Determine all real numbers $a$ for which the system of equations \begin{align*} 3x^2+2y^2+2z^2&=a\\ 4x^2+4y^2+5z^2&=1-a \end{align*}has at least one solution $(x,y,z)$ in the real numbers.

As everyone knows, the people of Plane Land love Planimetrics. Therefore, they imagine their country as completely planar, every city in the country as a geometric point and every road as the line segment connecting two points. Additionally to the existing cities, it is possible to build roundabouts, i.e. points in the road network from where at least two roads emanate. All road crossings or junctions are build as roundabouts. Via this route network, every two cities should be connected by a sequence of roads and possibly roundabouts. In Plane Land, the length of a road is taken as the geometric length of the corresponding line segment. The ingenious road engineer Armin Asphalt presents a new road map, of which it is known that there is no road network with a smaller total length of all roads. Moreover, there is no road map with the same total length of all roads and fewer roundabouts. Prove that in the road map of Armin Asphalt, at most three roads emanate from each city, and exactly three from each roundabout.

Let $M$ and $N$ be the midpoints of segments $BC$ and $AC$ of a triangle $ABC$, respectively. Let $Q$ be a point on the line through $N$ parallel to $BC$ such that $Q$ and $C$ are on opposite sides of $AB$ and $\vert QN\vert \cdot \vert BC\vert=\vert AB\vert \cdot \vert AC\vert$. Suppose that the circumcircle of triangle $AQN$ intersects the segment $MN$ a second time in a point $T \ne N$. Prove that there is a circle through points $T$ and $N$ touching both the side $BC$ and the incircle of triangle $ABC$.

Determine all $6$-tuples $(x,y,z,u,v,w)$ of integers satisfying the equation \[x^3+7y^3+49z^3=2u^3+14v^3+98w^3.\]
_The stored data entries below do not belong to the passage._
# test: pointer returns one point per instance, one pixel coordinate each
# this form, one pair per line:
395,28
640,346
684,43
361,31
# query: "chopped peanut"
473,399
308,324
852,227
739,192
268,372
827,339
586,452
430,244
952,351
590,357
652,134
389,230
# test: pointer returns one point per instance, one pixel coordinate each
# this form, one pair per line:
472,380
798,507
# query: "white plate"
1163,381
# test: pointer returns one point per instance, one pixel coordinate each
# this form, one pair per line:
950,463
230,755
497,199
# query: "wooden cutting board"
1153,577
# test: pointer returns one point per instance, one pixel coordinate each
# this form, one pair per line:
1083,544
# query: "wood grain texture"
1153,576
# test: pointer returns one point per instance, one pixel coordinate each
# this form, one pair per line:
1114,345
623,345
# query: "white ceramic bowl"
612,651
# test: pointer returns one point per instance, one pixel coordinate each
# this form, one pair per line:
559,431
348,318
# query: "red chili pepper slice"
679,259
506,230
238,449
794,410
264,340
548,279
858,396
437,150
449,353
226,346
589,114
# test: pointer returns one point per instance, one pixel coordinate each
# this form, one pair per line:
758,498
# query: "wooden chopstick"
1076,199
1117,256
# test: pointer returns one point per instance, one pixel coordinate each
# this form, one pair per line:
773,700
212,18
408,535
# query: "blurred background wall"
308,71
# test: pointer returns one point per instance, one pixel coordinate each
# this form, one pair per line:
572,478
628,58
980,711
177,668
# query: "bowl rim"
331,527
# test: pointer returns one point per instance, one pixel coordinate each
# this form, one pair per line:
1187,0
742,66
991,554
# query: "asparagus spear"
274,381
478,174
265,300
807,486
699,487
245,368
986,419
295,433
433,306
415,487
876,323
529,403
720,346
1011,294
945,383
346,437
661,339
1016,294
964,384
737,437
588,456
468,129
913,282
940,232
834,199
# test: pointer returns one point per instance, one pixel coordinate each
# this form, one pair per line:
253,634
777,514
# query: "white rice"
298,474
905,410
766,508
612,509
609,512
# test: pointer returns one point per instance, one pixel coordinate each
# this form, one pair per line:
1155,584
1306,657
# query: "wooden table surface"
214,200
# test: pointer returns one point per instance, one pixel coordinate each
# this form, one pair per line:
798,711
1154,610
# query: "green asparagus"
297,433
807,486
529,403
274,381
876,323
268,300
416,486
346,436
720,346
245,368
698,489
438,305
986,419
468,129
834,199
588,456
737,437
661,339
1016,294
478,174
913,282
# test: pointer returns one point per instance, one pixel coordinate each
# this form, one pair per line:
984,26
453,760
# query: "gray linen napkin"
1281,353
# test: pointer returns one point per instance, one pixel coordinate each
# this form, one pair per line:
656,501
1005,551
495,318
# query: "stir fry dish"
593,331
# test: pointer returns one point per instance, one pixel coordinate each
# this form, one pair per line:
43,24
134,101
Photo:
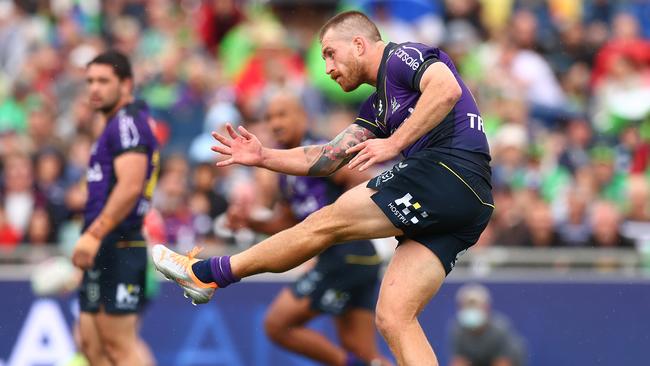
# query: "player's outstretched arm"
242,147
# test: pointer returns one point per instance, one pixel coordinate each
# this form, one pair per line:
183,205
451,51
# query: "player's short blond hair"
352,23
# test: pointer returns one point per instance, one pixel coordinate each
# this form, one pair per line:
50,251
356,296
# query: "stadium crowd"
563,87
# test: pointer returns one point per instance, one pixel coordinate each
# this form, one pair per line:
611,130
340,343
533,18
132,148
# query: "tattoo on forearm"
328,158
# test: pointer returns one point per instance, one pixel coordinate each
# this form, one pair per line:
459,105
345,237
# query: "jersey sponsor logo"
409,60
416,50
409,214
127,296
475,120
394,105
94,173
129,135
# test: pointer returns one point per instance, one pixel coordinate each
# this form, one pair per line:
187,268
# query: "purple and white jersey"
460,135
127,131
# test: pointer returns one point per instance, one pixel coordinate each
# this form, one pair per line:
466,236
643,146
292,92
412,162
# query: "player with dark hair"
344,281
121,177
436,201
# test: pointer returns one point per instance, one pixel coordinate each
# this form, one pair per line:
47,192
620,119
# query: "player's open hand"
243,148
371,152
85,251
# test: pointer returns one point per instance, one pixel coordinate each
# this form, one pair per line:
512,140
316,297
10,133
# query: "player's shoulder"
411,54
138,110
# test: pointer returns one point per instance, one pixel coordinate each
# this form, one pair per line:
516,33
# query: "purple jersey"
127,131
459,136
306,195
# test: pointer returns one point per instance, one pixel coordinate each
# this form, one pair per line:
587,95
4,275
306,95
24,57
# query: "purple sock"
221,271
353,360
215,269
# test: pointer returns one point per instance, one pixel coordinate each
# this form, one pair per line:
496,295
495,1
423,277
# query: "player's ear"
127,86
359,45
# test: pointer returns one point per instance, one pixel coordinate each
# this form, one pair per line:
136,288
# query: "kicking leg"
353,216
118,334
356,331
285,325
413,276
89,342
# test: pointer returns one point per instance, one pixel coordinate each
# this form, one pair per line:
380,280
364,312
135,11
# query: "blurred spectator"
171,200
9,236
174,103
626,42
20,195
481,336
49,165
204,182
215,120
606,222
576,151
622,94
610,183
540,228
39,231
638,198
574,229
215,19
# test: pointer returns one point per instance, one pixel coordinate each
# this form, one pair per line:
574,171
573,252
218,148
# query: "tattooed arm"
317,160
326,159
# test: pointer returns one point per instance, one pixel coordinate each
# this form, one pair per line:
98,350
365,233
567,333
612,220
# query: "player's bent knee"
91,350
391,319
275,329
327,223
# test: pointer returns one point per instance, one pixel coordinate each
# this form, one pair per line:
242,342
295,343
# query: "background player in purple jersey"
112,251
343,282
436,201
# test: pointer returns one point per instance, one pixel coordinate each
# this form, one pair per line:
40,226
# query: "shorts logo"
308,283
410,209
388,174
92,292
453,263
127,296
334,300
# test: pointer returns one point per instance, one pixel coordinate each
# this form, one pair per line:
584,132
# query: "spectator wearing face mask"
481,337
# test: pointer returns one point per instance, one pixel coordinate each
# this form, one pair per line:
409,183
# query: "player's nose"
329,67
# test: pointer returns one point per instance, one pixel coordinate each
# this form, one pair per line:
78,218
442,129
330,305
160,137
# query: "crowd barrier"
592,319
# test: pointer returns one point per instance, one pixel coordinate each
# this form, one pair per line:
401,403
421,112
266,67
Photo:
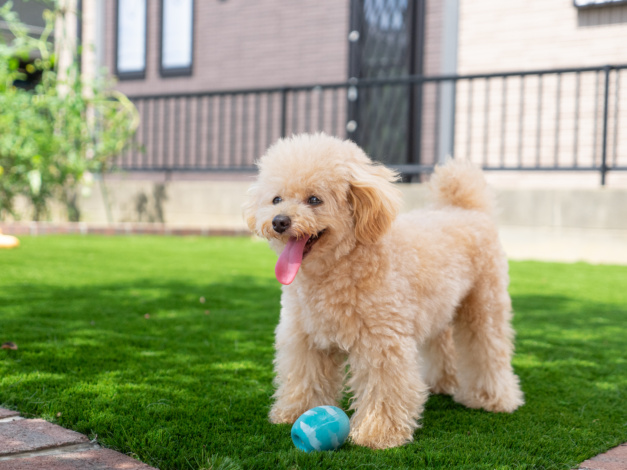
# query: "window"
130,62
177,37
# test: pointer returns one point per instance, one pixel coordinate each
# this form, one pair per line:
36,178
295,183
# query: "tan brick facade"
497,35
244,44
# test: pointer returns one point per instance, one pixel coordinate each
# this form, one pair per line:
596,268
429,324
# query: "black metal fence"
543,120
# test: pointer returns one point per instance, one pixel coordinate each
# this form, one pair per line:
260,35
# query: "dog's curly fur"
415,303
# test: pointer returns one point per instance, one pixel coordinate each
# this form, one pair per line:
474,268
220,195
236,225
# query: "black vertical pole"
416,67
284,111
606,94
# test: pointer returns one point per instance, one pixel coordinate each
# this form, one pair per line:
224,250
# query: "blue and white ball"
321,428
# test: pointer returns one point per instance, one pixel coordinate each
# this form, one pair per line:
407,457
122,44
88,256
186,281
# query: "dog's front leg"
389,393
306,376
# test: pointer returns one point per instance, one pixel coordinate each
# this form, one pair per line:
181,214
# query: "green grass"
190,389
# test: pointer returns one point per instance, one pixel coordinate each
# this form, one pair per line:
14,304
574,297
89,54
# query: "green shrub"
55,135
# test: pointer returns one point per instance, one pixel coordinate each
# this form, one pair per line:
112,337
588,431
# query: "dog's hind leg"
438,365
306,377
484,343
389,394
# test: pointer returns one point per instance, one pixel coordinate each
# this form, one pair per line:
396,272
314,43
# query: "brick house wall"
244,44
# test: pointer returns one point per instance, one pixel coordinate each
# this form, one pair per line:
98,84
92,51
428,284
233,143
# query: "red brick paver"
613,459
28,435
7,413
100,459
35,444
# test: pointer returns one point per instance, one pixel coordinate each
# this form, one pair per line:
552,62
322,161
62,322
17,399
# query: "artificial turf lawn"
190,386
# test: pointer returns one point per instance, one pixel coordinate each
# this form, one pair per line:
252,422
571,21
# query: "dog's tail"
461,184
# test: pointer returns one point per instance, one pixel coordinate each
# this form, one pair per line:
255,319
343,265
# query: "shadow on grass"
190,384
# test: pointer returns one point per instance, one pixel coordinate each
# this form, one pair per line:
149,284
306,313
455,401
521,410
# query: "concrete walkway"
35,444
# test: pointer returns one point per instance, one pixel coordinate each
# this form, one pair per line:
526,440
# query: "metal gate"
386,41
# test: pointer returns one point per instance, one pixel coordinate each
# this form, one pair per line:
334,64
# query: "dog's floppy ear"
374,199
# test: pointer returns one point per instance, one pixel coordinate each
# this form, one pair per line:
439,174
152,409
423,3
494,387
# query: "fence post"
606,93
284,92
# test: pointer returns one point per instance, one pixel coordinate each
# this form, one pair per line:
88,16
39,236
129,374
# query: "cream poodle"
412,303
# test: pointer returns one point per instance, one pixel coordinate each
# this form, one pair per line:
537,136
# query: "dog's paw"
380,434
445,386
507,401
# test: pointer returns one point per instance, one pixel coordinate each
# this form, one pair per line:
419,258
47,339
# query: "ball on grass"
321,428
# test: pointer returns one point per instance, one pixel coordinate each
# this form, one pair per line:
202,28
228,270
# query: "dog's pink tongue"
290,259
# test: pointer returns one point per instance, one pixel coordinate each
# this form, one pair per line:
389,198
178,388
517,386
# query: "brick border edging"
36,444
83,228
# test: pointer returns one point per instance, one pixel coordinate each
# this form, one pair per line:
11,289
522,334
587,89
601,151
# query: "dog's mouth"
290,259
312,241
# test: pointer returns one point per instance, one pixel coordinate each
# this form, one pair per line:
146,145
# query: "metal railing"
543,120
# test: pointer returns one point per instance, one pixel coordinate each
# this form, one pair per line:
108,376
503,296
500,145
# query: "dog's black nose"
281,223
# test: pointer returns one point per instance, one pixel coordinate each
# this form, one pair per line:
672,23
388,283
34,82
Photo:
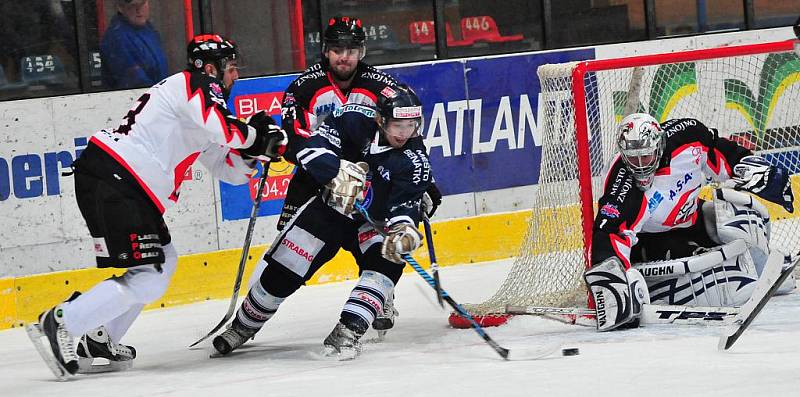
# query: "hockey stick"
245,250
651,314
503,352
432,254
771,279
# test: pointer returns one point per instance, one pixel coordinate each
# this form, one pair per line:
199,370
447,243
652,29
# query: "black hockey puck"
573,351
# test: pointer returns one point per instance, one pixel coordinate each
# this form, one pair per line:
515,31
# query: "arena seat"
42,70
484,28
424,32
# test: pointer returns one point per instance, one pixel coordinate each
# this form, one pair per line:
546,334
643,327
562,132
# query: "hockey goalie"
656,241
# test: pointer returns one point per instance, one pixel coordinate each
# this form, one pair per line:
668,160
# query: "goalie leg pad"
739,216
613,294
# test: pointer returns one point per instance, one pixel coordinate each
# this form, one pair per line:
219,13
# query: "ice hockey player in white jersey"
124,181
654,239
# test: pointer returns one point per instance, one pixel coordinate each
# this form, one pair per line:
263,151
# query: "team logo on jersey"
216,90
654,201
610,211
679,185
388,92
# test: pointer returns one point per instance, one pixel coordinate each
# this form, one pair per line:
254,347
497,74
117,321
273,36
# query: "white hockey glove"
757,176
347,186
618,294
403,238
270,142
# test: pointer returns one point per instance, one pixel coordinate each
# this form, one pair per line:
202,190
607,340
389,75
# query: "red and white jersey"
693,157
182,119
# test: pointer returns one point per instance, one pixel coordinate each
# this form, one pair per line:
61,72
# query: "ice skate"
98,353
343,343
233,337
59,352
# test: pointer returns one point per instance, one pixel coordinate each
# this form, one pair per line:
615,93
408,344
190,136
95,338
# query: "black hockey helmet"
211,48
344,31
400,102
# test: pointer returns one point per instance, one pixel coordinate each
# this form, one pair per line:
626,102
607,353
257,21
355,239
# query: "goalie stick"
767,284
651,314
245,250
503,352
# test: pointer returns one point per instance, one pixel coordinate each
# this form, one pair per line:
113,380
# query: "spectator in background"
131,48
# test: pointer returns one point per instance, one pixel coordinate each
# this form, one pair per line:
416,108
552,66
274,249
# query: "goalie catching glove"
402,238
618,294
270,142
757,176
347,186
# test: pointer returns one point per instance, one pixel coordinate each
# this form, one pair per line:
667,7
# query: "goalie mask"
400,113
641,142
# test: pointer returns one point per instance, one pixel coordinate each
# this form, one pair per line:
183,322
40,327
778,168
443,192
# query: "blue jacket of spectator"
132,56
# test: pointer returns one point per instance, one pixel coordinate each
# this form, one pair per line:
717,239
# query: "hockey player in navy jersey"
650,217
361,154
341,77
124,181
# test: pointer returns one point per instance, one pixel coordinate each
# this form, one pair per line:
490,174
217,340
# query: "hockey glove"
757,176
402,238
431,200
347,186
270,142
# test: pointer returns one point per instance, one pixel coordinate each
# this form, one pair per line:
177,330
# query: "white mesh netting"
750,98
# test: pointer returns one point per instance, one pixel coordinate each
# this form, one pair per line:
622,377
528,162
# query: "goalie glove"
347,186
402,238
618,294
757,176
270,142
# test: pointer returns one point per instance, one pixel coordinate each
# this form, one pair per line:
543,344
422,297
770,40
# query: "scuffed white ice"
422,356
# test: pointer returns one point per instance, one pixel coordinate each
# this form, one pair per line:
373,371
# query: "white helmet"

Let $ABC$ be an equilateral triangle with circumcircle $k$. A circle $q$ touches $k$ from outside in a point $D$, where the point $D$ on $k$ is chosen so that $D$ and $C$ lie on different sides of the line $AB$. We now draw tangent lines from $A,B$ and $C$ to the circle $q$ and denote the lengths of the respective tangent line segments by $a,b$ and $c$. Prove that $a+b=c$.

Consider functions $f$ satisfying the following four conditions: (1) $f$ is real-valued and defined for all real numbers. (2) For any two real numbers $x$ and $y$ we have $f(xy)=f(x)f(y)$. (3) For any two real numbers $x$ and $y$ we have $f(x+y) \le 2(f(x)+f(y))$. (4) We have $f(2)=4$. Prove that: a) There is a function $f$ with $f(3)=9$ satisfying the four conditions. b) For any function $f$ satisfying the four conditions, we have $f(3) \le 9$.